Forty year old bachelor farmer Joe Gunn told this story: “I had been to a grist mill southwest of Reed Spring and was walking back home on a side road when the bandits drove up beside me. There was a man and woman in the front seat and two men in the back seat of the red car. One of the men got out of the back seat and asked me the direction to Berryville. Before I had time to answer he had a gun on me and told me to jump in the back seat.” After he was in the car, Joe Gunn continued: “We saw some officers coming and drove into another side road and found we were hemmed in.”

Clyde Barrow is reported to have said, “We’ve got to let ’em have it, boys,” before picking up a submachine gun and shooting at Sheriff Seth Tuttle’s automobile. He emptied his weapon twice with Bonnie reloading it for him while Joe Gunn said he sat “frightened stiff” in the backseat.

Escaping after the gun battle, the criminals continued on to the edge of Berryville, where they stopped and asked a pedestrian for directions to Eureka Springs.
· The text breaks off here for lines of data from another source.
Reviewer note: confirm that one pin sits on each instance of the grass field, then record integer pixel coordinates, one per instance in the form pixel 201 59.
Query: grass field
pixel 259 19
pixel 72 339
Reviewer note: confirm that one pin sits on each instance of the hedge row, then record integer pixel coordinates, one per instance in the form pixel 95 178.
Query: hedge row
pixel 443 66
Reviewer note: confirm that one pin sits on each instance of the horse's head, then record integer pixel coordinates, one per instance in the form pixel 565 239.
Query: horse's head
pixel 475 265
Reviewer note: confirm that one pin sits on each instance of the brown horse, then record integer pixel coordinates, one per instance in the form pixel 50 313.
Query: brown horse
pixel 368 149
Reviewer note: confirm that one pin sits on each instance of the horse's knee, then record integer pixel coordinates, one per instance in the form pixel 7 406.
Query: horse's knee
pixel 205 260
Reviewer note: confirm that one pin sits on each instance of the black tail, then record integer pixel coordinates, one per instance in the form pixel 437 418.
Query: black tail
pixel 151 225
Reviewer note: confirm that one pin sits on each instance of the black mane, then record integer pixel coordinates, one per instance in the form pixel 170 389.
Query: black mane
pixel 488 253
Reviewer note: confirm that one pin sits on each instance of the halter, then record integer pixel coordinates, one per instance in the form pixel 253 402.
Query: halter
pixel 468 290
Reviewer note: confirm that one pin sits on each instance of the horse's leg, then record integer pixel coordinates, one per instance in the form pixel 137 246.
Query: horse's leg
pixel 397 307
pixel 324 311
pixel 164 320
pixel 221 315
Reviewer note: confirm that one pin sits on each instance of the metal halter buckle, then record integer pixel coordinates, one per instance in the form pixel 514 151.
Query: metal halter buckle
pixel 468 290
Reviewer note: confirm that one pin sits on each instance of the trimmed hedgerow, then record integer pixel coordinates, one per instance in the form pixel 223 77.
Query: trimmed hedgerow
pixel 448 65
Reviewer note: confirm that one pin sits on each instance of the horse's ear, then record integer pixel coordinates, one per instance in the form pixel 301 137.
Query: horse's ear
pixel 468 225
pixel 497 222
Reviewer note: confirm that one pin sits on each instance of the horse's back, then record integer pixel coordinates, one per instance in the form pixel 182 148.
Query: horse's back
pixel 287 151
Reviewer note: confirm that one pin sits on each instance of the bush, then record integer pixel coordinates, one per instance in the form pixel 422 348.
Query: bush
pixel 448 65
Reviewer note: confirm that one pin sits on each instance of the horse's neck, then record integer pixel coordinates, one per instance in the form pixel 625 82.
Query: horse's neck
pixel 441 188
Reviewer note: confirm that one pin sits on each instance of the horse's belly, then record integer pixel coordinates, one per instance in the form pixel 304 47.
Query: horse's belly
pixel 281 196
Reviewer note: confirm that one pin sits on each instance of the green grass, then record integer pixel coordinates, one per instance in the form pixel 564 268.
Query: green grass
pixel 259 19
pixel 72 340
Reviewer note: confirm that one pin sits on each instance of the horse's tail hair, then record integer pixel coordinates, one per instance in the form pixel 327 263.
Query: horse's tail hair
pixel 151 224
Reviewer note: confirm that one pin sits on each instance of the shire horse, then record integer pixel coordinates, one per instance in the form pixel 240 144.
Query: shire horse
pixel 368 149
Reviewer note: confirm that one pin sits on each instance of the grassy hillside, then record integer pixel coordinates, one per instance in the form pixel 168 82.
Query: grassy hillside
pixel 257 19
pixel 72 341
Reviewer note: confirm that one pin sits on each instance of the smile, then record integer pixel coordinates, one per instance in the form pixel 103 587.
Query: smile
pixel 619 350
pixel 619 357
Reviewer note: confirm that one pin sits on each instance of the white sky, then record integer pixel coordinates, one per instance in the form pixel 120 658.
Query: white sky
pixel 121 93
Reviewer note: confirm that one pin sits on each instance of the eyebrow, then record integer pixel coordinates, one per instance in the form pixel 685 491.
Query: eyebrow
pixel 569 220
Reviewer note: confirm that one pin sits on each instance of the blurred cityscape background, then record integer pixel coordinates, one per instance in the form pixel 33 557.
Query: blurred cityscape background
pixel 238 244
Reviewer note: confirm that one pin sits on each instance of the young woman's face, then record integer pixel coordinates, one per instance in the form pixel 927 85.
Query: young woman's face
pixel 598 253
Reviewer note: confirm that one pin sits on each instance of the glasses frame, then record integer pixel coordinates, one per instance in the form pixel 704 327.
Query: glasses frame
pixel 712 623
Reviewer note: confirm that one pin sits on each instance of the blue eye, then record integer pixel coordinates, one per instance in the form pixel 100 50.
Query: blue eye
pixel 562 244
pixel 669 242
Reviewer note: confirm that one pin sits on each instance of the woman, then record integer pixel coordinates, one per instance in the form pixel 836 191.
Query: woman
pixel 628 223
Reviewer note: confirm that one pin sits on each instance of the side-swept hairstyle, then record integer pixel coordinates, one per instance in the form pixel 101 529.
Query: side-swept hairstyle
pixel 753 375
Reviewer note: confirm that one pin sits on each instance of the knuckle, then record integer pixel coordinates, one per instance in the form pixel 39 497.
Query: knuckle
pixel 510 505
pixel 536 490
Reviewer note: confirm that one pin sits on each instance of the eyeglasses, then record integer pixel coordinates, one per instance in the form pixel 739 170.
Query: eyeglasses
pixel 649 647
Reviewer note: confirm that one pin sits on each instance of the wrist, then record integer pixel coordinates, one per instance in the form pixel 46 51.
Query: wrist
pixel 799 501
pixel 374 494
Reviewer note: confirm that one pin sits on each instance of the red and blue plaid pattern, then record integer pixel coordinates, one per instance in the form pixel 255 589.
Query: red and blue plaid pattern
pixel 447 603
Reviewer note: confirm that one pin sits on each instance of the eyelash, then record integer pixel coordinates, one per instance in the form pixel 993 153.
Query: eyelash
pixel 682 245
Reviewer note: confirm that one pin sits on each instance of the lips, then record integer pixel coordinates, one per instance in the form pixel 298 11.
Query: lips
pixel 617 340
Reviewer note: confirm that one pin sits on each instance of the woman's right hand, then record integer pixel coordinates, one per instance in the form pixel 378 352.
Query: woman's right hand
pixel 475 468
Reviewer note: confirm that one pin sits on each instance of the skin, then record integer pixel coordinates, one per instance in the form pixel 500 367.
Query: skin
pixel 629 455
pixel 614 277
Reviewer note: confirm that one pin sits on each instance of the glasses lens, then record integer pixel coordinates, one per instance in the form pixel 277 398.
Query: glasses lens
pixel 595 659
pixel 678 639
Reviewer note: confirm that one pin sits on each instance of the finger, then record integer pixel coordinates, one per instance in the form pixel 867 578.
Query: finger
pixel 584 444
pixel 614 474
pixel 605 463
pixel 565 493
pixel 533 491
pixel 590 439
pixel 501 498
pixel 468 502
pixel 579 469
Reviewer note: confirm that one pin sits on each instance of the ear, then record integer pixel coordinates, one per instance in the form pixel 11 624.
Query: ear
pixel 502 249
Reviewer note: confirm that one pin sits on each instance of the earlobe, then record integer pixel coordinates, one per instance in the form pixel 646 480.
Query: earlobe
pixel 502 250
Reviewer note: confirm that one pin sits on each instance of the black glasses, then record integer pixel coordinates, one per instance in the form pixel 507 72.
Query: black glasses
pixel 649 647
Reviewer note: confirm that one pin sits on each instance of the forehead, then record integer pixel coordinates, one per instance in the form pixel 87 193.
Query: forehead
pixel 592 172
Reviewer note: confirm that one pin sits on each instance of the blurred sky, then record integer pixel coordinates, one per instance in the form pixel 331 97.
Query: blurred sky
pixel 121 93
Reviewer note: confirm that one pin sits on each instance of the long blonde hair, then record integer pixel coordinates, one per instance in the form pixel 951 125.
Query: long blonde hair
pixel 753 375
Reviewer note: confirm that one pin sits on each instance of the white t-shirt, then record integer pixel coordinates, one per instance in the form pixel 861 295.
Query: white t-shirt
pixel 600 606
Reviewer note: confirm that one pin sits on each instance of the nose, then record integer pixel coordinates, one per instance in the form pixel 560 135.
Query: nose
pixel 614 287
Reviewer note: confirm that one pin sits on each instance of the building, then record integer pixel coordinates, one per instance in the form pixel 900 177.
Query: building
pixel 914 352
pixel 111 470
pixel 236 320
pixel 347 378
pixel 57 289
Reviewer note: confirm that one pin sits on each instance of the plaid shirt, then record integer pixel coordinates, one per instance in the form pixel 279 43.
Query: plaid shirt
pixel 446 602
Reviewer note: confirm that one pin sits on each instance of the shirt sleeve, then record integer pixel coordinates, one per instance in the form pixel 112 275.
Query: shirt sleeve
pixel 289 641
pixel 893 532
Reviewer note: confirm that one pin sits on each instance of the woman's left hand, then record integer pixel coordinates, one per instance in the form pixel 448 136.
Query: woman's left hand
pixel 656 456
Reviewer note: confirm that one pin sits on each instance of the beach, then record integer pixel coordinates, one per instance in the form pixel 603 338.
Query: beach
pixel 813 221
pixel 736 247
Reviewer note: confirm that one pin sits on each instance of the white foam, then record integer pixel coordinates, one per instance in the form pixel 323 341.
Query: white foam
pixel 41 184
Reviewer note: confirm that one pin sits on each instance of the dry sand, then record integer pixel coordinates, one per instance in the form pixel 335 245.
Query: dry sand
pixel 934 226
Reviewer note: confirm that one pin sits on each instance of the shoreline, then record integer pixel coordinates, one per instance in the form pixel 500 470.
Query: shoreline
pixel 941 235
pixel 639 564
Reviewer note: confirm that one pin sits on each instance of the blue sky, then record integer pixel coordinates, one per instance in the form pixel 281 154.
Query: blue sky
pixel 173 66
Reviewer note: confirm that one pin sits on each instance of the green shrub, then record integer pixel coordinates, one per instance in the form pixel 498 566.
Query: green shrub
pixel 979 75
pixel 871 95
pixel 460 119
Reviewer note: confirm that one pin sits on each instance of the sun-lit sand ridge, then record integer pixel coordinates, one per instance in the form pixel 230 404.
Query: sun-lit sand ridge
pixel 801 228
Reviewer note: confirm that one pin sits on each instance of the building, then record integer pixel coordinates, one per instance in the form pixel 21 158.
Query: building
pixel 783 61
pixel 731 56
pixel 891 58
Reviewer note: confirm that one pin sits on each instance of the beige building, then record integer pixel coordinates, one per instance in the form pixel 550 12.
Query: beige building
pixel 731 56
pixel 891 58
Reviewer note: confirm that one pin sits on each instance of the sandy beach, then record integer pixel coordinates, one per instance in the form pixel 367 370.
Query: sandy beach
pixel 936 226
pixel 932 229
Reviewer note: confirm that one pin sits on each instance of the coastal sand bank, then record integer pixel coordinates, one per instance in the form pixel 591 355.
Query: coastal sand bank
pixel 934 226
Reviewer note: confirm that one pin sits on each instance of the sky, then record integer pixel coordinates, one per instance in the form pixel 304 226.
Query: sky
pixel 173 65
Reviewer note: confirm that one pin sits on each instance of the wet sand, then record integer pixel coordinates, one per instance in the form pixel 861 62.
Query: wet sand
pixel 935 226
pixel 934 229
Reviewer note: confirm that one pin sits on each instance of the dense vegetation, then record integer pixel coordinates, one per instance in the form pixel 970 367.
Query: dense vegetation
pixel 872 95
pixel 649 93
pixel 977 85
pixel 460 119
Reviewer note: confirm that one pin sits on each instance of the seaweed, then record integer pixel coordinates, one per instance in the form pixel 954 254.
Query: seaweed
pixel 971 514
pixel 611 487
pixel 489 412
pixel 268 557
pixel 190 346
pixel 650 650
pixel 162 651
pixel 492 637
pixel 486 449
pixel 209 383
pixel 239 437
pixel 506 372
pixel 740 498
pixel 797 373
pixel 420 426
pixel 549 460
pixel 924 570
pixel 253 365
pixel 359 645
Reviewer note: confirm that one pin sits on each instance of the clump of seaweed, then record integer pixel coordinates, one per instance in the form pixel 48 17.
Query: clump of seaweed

Before the pedestrian could answer, he too was kidnapped. The article says that about eight miles south of Berryville, Clyde Barrow stopped the car, tweaked Bonnie’s nose and said, “There’s no use carryin’ this dead weight, baby.”

The two kidnapped men were freed and they walked back to Berryville without speaking. From Berryville, it took Joe Gunn all night to reach Reed Spring on foot. The story of Joe Gunn’s kidnapping was relayed with the help of a telephone operator because Mr. Gunn had never before used a telephone.

Bonnie Parker, 23, and Clyde Barrow, 25, were to be killed in a shootout with law enforcement three months later in Louisiana.